Treadwell provided updates on campus realignment work and the transition to the two-school model — the school of Arts, Education and Culture and the School of Sciences, Sustainability and Health — which will be established prior to the fall of 2018.
One of the major points of the message stated that all current academic departments will remain intact and the current academic chair structure will be preserved.
In a sea of many unknowns, department chairs and other college employees expressed concerns as to what would happen to their department during the move to the two-school model. Some were worried their department would get clumped in with another, and others worried their department would disappear altogether.
In an interview with Treadwell, she said getting rid of a department entirely wouldn’t benefit the college. “To simply close a program would leave students adrift. We’d have to try to think of teach-out, it makes everyone feel a terrible turbulence. I’d much rather say, let’s keep all the departments right now. Let’s look at the ones that aren’t thriving and find if there are ways to do those programs differently.”
Modern languages, for example, doesn’t carry a lot of majors, but considering KSC is a liberal arts school, Treadwell said it’s a necessary department.
Professor of Modern Languages and Cultures Dr. Tom Durnford said he considers KSC a “multi-purpose” institution, and any definition of a liberal arts institution includes language and culture. “When it comes right down to it, I believe our administrations, although we’ve had some rocky times, are intellectually honest and have to look at what we offer,” he said. “There are never going to be as many language majors as there are communication or occupational safety and there’s nothing wrong with that.”
Low-enrolled programs provide seats for courses within the Integrative Studies Program (ISP) and aren’t a major cost burden for the college, Treadwell said, and cutting programs is not the place to save money. “I wanted us to have time. Keep the disciplines we have, keep the majors that we have and then look at majors that need more investment, look at majors that are really under-enrolled, and then how do we think of the future of those academic programs holding our mission as a liberal arts institution?”

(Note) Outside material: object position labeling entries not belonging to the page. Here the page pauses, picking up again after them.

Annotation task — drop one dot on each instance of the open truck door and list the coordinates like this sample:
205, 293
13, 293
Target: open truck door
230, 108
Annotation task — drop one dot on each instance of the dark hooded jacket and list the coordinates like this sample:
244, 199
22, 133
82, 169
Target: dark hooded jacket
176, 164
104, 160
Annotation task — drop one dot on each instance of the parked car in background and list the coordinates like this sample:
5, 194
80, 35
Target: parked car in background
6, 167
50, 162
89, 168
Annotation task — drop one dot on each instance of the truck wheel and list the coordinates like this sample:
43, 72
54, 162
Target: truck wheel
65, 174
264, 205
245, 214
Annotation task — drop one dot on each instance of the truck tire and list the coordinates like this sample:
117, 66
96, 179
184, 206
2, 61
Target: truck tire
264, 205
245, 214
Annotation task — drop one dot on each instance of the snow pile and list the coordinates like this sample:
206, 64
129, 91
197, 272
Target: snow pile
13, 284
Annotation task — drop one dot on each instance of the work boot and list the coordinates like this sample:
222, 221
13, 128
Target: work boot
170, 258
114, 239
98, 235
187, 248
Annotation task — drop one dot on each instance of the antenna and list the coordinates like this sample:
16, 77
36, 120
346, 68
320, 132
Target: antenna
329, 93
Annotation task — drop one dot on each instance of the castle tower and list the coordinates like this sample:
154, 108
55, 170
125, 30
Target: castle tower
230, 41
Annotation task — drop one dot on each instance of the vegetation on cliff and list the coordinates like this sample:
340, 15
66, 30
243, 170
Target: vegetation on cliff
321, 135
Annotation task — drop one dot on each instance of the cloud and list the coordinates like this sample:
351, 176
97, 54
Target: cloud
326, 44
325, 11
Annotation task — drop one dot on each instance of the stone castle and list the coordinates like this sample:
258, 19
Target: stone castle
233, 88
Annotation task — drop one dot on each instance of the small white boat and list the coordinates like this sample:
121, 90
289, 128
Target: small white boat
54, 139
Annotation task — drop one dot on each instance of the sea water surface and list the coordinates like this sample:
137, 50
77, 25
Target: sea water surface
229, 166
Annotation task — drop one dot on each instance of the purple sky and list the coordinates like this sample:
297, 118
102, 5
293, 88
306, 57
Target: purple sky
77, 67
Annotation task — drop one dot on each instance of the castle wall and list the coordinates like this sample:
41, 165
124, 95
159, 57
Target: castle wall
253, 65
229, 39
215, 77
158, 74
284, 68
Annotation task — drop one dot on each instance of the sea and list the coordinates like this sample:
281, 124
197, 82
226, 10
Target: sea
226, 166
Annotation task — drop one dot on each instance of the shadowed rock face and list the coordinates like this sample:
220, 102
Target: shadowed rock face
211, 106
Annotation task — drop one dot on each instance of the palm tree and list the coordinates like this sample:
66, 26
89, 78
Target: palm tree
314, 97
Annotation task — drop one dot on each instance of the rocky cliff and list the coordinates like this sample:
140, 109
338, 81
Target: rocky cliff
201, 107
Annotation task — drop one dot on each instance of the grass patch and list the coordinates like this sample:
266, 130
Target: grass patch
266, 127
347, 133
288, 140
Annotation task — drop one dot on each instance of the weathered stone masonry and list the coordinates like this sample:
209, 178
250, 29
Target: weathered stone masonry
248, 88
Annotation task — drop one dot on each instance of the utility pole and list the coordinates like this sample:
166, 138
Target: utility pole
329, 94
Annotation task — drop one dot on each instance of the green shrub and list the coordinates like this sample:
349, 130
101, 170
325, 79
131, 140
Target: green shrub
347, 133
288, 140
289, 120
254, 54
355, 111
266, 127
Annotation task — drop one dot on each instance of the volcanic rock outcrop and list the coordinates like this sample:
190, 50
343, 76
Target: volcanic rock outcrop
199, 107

Rather than just shutting programs down, she said now is the time to discover why certain programs aren’t thriving and brainstorm new ways to communicate and deliver them. She also suggested creating new opportunities for students, such as collaborating with Plymouth State University or Granite State College.
However, in the midst of changes at KSC, Durnford said he does worry, if he chooses to retire within the next year, whether KSC will hire someone to take his place.
With a transition to a two-school model comes a transition of leadership. Treadwell said she’ll be putting out a call for nominations and/or applications for the dean position of both schools, one being a 1-year and the other being a 2-year appointment. She’s anticipating the hiring process to be finalized by the middle of May.
As far as the current deans go, if they choose not to apply or are not selected for the position, they will go back to being a department faculty member. “I’m hoping it will be low turbulence, and the chairs [in each school] will have very strong voice in who gets selected,” Treadwell said.
While KSC is behind in where it should be when it comes to the incoming class’ enrollment, Treadwell said the current admitted student population is strong. Next year’s first-year class is projected to be at 935, but in order to get there, she said KSC must yield 23 percent of all admitted students. Without a lot of margin, KSC could be in trouble if we don’t yield that number, but she said the number is “totally achievable” regardless.
The reason KSC may be behind this year could be due to a delay in marketing, but Treadwell said we’re currently ahead in our marketing for next year.
Additionally, she said KSC is expanding the Honors Program because it’s already been filled.
“We’ve gotten beyond the budget piece, so what’s next for Keene State?” Treadwell said. “We’re ahead now for next year, and we’re not going to have a year like ’18 again,” she said.